Wednesday, July 27, 2005

Focus On the Energy Bill: Peaking power plants or baseload power plants?

The Christian Science Monitor has published an article entitled: Cost of electricity rising like summer heat. In the article, they summarize the difference to a utility (and the consumers) whether electricity demand is met with baseload plants or peaking plants, which are more expensive, often higher in emissions, and are designed and built to run only for short periods of the year when demand is highest.

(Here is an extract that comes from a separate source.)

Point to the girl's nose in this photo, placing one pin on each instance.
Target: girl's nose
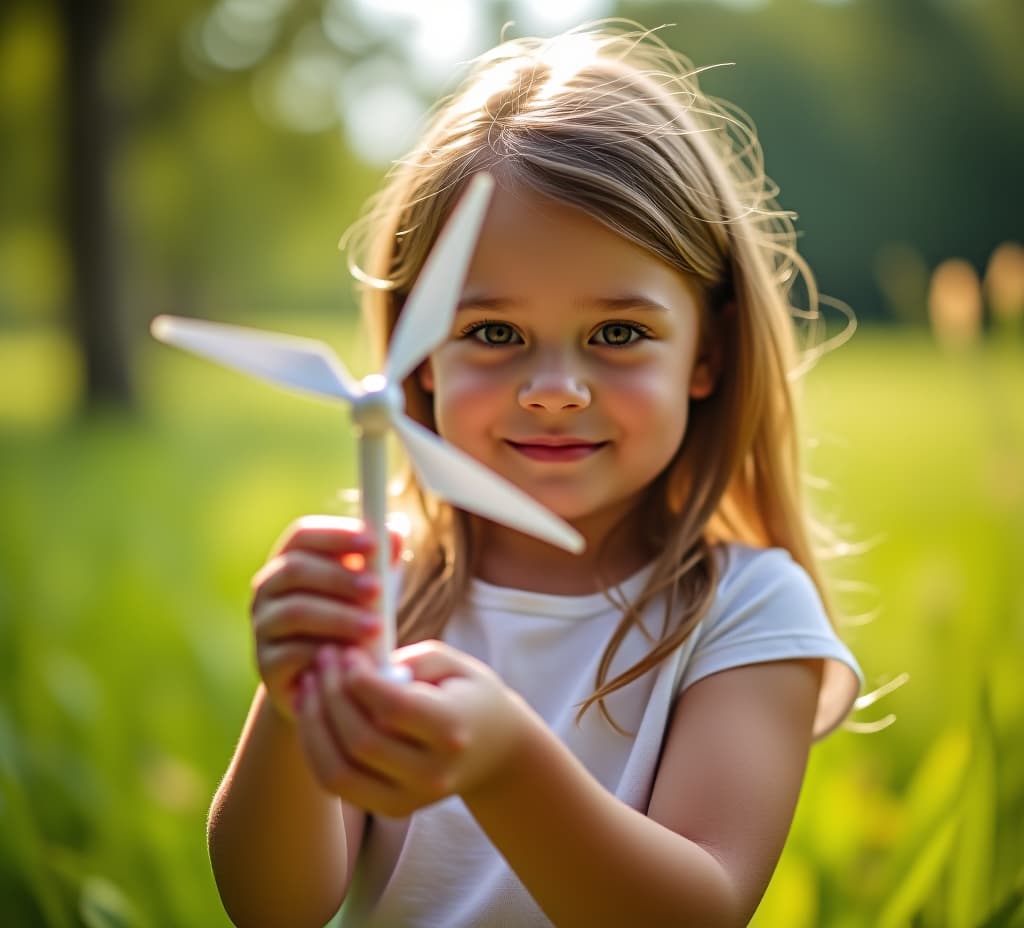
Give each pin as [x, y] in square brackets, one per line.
[554, 391]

But this summer has been so hot that to meet the soaring demand, many utilities have had to turn to more expensive power plants, known as "peak generating plants." Instead of relying on coal or nuclear fuel, many of these power producers use more expensive oil or natural gas to power their turbines.
The article also includes an illuminating quote the demonstrates conservation at its absolute worst.
"The reason we are calling on the president is our concern about the impact of high temperatures on people's health, and we know that many low-income and elderly people don't turn on their air conditioning because they are afraid of the bills," says Mark Wolfe, executive director of the National Energy Assistance Directors' Association in Washington.
How do we lower the electricity bills for those who can least afford (yet most need) the benefits that abundant, inexpensive power can provide? More of the cleanest baseload power stations: nuclear power is best positioned for expansion, in ways that hydropower cannot.

Support for the energy bill is critical at this juncture, as a good policy for all Americans, particularly the portions of the policy that advance construction of new nuclear power stations.